Sterling Bancorp announced that it has launched its new Innovation Finance Group, and has tapped veteran technology bankers John Hoesley and Josh Roberts to lead it. The new group will provide a full suite of lending and banking products for growing technology companies at every development stage, including asset-based solutions, recurring revenue-based revolving lines of credit, treasury management, foreign exchange and more.

“We are excited to establish a team that can meet the needs of the rapidly expanding technology sector,” said Tom Geisel, Sterling’s corporate banking president, in a press release. “Under John and Josh’s leadership, we will provide a unique offering of efficient banking solutions to diversified companies, and facilitate their ongoing growth and development.”

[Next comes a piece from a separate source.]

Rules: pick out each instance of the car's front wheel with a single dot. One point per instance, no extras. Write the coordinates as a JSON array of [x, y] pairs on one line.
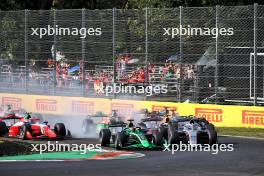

Before joining Sterling, Hoesley was at CIBC Bank USA with Josh Roberts, where the two established the Innovation Banking group in 2014. Hoesley also previously led the Midwest region for Silicon Valley Bank and was a partner at Prism Capital, a middle-market provider of venture capital and mezzanine debt.

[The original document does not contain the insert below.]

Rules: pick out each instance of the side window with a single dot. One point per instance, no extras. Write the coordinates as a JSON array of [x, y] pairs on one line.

Roberts has nearly 20 years of banking experience. He was a technology banker with Wells Fargo Securities and RBC Capital Markets before launching CIBC’s Innovation Banking practice. Most recently, Roberts was a senior technology underwriter for SunTrust.

Sterling Bancorp, of which the principal subsidiary is Sterling National Bank, offers financial services and solutions for small- to mid-sized businesses and consumers. Last month, the bank revealed its third-quarter results, showing net income to common stockholders at $120.5 million, compared to net income available to common stockholders at $94.5 million in the second quarter of 2019.

“We continued executing our strategy in the third quarter, focusing on growing our commercial businesses, transitioning our balance sheet to a more optimal mix and driving operational efficiency. In the third quarter of 2019, our adjusted net income available to common stockholders was $105.6 million, and our adjusted diluted earnings per share [EPS] available to common [stockholders was] $0.52. Our profitability metrics remained strong, including adjusted return on average tangible assets of 1.5 percent and adjusted return on average tangible common equity of 16.3 percent. We have also continued delivering on our track record of growth and profitability. Over the past five years, our adjusted EPS has grown at a compound annual growth rate (CAGR) of 18.8 percent, and our tangible book value per common share has grown at a CAGR of 15.4 percent,” said Jack Kopnisky, president and chief executive officer.